Giunsero davanti a una porta convessa di pietra, che Jarsha aprì con una spinta. La sala all'interno era circolare, con un soffitto a volta color del cielo, decorato di costellazioni. Al centro c'era una tavola rotonda di marmo, intarsiata con lo stemma del Dùrgrimst Ingietum: un martello circondato da dodici stelle. Erano presenti Jòrmundur e altri due uomini, uno alto e magro, l'altro basso e tarchiato; una donna con le labbra strette, gli occhi ravvicinati, e le guance colorate da fitti disegni; e una seconda donna con una criniera di capelli grigi che incorniciavano un florido volto dall'aria materna, smentita dall'elsa di un pugnale che spuntava dalle prospere colline del corsetto.

«Puoi andare» disse Jòrmundur a Jarsha, che abbozzò un veloce inchino e si dileguò.

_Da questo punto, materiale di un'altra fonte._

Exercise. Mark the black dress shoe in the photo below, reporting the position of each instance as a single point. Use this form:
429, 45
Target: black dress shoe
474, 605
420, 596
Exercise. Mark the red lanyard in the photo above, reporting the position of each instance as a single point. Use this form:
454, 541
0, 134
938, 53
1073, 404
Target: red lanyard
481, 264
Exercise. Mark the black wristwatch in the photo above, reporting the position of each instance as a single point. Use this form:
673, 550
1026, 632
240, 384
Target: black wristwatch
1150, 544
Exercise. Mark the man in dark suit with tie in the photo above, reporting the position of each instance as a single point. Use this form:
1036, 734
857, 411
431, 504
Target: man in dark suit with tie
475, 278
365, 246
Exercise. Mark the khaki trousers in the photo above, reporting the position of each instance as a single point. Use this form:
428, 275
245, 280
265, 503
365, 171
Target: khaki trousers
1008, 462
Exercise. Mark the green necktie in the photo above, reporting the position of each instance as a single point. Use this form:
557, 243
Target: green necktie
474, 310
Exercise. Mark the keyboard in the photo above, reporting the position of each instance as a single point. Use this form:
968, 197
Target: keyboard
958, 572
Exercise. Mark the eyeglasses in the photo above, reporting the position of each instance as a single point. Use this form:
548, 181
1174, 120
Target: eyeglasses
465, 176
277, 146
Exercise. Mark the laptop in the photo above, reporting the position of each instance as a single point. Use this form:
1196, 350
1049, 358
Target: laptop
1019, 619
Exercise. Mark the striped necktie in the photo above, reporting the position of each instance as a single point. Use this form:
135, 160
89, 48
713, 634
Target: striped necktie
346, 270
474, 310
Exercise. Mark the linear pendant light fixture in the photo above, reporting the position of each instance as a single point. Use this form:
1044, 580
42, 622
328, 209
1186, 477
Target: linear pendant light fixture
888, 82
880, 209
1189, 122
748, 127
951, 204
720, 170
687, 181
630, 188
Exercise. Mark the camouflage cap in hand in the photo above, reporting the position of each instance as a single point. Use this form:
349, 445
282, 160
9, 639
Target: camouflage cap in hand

Consapevole di essere al centro dell'attenzione, Eragon esaminò la sala, poi prese posto in mezzo a una serie di scranni vuoti, costringendo i membri del consiglio a voltarsi per continuare a guardarlo. Saphira si accucciò alle sue spalle; Eragon ne sentiva l'alito caldo sulla testa.

Jòrmundur accennò appena ad alzarsi per abbozzare un inchino, e si risedette. «Grazie di essere venuto, Eragon, benché anche tu abbia sofferto un grave lutto. Ti presento Umérth» l'uomo alto, «Falberd» l'uomo tarchiato, «e Sabra ed Elessari» le due donne.

Eragon chinò la testa, poi domandò: «Anche i Gemelli facevano parte di questo consiglio?»

Sabra scosse il capo con foga, tamburellando sul marmo con un'unghia affilata. «Quegli individui non avevano nulla a che fare con noi. Erano vermi... vermi della peggior specie... sanguisughe che agivano soltanto per i propri interessi. Non avevano alcuna intenzione di servire i Varden, e quindi non c'era posto per loro in questo consiglio.» Pur essendoci una grande distanza fra loro, Eragon riusciva a sentire il suo profumo, pungente e viscido, come quello di un fiore in putrefazione. Represse un sorriso al pensiero.